StyO: Stylize Your Face in Only One-shot
- URL: http://arxiv.org/abs/2303.03231v3
- Date: Fri, 13 Dec 2024 12:09:48 GMT
- Title: StyO: Stylize Your Face in Only One-shot
- Authors: Bonan Li, Zicheng Zhang, Xuecheng Nie, Congying Han, Yinhan Hu, Xinmin Qiu, Tiande Guo,
- Abstract summary: This paper focuses on face stylization with a single artistic target.
Existing works for this task often fail to retain the source content while achieving geometry variation.

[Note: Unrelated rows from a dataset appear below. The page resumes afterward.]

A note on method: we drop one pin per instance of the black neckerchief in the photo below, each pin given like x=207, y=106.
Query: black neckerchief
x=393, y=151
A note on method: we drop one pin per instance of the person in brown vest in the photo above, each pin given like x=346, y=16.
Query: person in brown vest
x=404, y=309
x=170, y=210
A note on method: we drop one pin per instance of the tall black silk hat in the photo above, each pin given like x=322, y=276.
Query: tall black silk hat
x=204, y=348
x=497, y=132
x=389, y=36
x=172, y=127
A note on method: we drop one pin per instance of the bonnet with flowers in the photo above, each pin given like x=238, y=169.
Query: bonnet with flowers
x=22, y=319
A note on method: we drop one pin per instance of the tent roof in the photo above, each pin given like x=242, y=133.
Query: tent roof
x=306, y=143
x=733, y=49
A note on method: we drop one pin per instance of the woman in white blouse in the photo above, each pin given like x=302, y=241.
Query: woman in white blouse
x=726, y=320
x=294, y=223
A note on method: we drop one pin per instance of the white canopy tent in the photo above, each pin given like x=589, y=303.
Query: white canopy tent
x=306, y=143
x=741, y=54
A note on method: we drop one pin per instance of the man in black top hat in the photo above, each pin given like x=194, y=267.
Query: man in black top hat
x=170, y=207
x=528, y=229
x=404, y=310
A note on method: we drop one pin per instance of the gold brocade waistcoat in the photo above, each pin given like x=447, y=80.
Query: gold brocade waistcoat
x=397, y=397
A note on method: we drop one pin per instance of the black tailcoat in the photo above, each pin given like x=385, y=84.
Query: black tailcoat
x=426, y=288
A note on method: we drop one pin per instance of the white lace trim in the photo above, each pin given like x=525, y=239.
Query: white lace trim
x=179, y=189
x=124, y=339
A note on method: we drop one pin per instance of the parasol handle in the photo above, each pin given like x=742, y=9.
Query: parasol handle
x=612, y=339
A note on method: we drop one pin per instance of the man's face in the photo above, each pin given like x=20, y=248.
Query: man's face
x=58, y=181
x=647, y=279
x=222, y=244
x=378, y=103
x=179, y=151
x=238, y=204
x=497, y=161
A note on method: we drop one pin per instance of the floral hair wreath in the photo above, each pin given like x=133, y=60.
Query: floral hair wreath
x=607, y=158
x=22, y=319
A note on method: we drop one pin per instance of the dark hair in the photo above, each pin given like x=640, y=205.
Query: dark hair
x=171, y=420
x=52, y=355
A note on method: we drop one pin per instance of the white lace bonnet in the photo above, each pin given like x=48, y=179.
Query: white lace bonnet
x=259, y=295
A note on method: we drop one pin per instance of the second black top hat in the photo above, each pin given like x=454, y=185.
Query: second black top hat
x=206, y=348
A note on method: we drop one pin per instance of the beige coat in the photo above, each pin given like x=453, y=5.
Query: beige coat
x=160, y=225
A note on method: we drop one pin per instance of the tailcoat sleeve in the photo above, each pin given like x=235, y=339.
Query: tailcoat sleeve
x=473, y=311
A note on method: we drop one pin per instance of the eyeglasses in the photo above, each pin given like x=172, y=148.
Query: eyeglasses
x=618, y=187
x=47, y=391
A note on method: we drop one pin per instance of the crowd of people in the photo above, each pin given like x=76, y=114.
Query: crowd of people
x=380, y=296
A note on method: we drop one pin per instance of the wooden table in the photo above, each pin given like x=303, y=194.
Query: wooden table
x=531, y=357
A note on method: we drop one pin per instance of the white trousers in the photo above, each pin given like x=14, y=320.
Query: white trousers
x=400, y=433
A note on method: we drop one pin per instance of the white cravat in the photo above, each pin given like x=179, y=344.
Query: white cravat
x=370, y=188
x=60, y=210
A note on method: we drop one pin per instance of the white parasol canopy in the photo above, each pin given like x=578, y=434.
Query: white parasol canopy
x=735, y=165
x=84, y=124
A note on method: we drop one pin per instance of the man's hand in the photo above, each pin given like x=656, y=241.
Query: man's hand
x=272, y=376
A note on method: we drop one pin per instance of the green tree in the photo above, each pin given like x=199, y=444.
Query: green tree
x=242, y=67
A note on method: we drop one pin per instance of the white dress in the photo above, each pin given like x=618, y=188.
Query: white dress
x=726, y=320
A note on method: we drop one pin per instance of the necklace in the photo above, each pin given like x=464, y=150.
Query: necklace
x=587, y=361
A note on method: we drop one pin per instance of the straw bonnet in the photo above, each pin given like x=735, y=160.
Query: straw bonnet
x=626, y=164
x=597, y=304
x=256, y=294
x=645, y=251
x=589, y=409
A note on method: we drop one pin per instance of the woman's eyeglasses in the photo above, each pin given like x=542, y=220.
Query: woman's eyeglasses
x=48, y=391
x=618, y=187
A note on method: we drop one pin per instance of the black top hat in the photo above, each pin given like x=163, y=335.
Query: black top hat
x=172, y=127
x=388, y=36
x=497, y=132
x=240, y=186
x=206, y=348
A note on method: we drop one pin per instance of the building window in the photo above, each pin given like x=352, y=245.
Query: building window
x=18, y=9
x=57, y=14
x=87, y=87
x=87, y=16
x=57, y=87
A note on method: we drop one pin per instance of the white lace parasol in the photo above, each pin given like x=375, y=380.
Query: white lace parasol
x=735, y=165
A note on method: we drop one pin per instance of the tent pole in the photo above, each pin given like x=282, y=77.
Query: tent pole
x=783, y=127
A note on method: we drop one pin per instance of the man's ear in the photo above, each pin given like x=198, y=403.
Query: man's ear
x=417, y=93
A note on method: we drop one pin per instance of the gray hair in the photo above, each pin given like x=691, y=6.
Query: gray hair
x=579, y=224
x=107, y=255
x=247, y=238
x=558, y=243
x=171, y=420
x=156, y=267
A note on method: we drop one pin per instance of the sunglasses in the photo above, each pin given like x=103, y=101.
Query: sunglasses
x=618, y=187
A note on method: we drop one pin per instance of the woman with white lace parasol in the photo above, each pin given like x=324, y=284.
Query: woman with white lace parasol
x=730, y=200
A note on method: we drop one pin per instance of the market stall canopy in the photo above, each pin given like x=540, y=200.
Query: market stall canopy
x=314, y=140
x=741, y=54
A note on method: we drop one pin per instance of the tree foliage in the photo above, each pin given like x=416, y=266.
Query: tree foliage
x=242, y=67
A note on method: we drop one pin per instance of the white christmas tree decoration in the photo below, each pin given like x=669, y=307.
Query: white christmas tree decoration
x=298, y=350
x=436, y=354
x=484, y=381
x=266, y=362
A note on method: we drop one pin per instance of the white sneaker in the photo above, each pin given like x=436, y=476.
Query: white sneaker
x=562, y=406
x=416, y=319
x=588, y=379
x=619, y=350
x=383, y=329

We present a novel StyO model, ie. Stylize the face in only One-shot, to solve the above problem.
- Score: 11.715601955568536
- License:
- Abstract: This paper focuses on face stylization with a single artistic target. Existing works for this task often fail to retain the source content while achieving geometry variation. Here, we present a novel StyO model, ie. Stylize the face in only One-shot, to solve the above problem. In particular, StyO exploits a disentanglement and recombination strategy. It first disentangles the content and style of source and target images into identifiers, which are then recombined in a cross manner to derive the stylized face image. In this way, StyO decomposes complex images into independent and specific attributes, and simplifies one-shot face stylization as the combination of different attributes from input images, thus producing results better matching face geometry of target image and content of source one. StyO is implemented with latent diffusion models (LDM) and composed of two key modules: 1) Identifier Disentanglement Learner (IDL) for disentanglement phase. It represents identifiers as contrastive text prompts, ie. positive and negative descriptions. And it introduces a novel triple reconstruction loss to fine-tune the pre-trained LDM for encoding style and content into corresponding identifiers; 2) Fine-grained Content Controller (FCC) for the recombination phase. It recombines disentangled identifiers from IDL to form an augmented text prompt for generating stylized faces. In addition, FCC also constrains the cross-attention maps of latent and text features to preserve source face details in results. The extensive evaluation shows that StyO produces high-quality images on numerous paintings of various styles and outperforms the current state-of-the-art.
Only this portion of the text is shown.